German psychologist Onur Güntürkün first documented this phenomenon by observing 124 couples kissing in public places. He found that nearly two-thirds turned their heads to the right. Follow-up studies in Bangladesh and controlled experiments with people kissing dolls produced similar results, with rightward tilts ranging from 65-80% depending on the study.
Why the Right Side Wins
The explanation isn't about romance—it's about neuroscience. Researchers believe the preference begins in the womb during the final weeks of pregnancy, when fetuses develop a tendency to turn their heads to the right. This early bias may persist throughout life, influencing everything from which direction we turn when kissed to our dominant hand.

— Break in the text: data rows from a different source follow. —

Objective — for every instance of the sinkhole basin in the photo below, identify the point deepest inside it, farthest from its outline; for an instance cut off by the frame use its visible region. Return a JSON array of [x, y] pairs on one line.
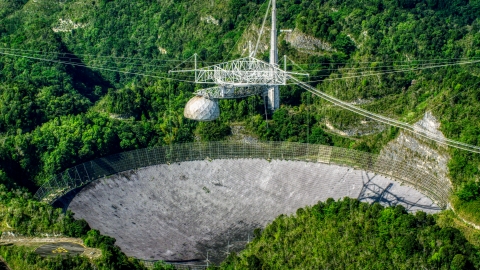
[[192, 210]]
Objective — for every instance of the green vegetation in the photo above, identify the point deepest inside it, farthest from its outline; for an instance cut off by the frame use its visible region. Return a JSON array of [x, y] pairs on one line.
[[24, 216], [54, 116], [348, 234]]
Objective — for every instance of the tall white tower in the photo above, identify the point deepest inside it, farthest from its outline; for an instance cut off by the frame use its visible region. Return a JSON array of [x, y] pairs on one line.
[[273, 92]]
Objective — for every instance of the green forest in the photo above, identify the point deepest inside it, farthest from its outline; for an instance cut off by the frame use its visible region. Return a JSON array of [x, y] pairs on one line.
[[348, 234], [54, 116]]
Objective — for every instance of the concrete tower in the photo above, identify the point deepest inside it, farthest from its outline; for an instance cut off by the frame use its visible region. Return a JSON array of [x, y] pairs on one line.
[[273, 92]]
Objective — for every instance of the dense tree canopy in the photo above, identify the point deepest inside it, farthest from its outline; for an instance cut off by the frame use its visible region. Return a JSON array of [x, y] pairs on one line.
[[348, 234]]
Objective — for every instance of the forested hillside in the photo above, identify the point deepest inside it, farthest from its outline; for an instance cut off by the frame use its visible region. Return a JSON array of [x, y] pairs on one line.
[[351, 235], [54, 116]]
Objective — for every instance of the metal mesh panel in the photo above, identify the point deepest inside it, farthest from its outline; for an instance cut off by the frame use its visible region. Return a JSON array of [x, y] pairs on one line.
[[437, 189]]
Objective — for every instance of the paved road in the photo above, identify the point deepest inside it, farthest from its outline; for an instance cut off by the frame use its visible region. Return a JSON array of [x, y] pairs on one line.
[[60, 249]]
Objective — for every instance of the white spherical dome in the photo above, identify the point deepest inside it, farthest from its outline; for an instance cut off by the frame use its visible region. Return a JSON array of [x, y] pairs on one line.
[[202, 109]]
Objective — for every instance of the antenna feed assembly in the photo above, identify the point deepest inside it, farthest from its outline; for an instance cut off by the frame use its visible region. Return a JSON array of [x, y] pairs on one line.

Speaking of hands: right-handedness appears connected to kissing direction. Since about 90% of humans are right-handed, and hand dominance links to brain lateralization (which side of the brain controls what), it's likely that the same neural wiring that makes you favor your right hand also makes you tilt right when puckering up.
The Kiss Initiator Effect
Here's where it gets interesting: men initiate kisses about 15 times more often than women, and the person who initiates tends to determine the head-tilt direction for both partners. One person leads, the other follows—which means if you're usually the one making the first move, you're probably deciding which way both heads go without even realizing it.
Scientists tested this by having people kiss dolls (yes, really), removing the social dynamics entirely. Even without a partner to follow, participants still tilted right about 77% of the time. The bias runs deep.
A Universal Human Quirk
What makes this finding particularly fascinating is its consistency across cultures. Whether you're observing couples in Germany, Bangladesh, or anywhere else in the world, the rightward tilt dominates. It's one of those subtle human universals we rarely notice but share across continents and cultures.
So the next time you kiss someone, you might find yourself wondering: Am I going right because my brain told me to before I was born, or am I just following the crowd? Either way, you're participating in a behavior that's been studied, measured, and confirmed to be predictably lopsided—in the most romantic way possible.